How to recognize it: Several TRLPs share the same spec.targetRef.name. Compare Accepted (what the MaaS controller uses for subscription readiness) and Enforced / reason (for example Overridden) on each policy—one route may show one TRLP fully effective and others superseded.

Workarounds:

  • Dedicated routes per model — Deploy each model with its own HTTPRoute to ensure independent rate limiting
  • Shared subscription design — If models share an HTTPRoute, use one MaaSSubscription that lists every MaaSModelRef on that route so you are not applying different subscription limits to the same route. The controller may still create one TRLP per model ref; prefer dedicated routes when each subscription must enforce limits independently until Tracking below ships.
  • Shared route limitations — If multiple MaaSModelRef resources target the same HTTPRoute, you still get multiple TRLPs; grouping models on shared routes does not avoid this limitation. This pattern is only appropriate when every model on the route is meant to share one MaaSSubscription (and access policy)—not when different teams or subscriptions each register their own model refs on one route. If you need separate subscriptions with separate limits on the same route, use dedicated routes per model.

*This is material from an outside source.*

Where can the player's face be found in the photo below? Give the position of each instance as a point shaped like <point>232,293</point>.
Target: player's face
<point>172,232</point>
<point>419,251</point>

Status: This limitation remains in Models-as-a-Service v3.4. The fix requiring merge strategy support for TokenRateLimitPolicy is not included. Plan your model deployment topology accordingly.

Tracking: opendatahub-io/models-as-a-service#585 proposes the controller change for coexisting token rate limit policies on a shared route.

Namespace requirements

Both MaaSAuthPolicy and MaaSSubscription must be installed in the models-as-a-service namespace. Each modelRefs entry must specify the namespace where the MaaSModelRef lives (e.g. llm).

Using the users field

The subjects.users (MaaSAuthPolicy) and owner.users (MaaSSubscription) fields should be used only for Service Accounts and similar programmatic identities, not for many individual human users. Having too many distinct users can cause cardinality issues in rate limiting and policy enforcement. Prefer groups for human users.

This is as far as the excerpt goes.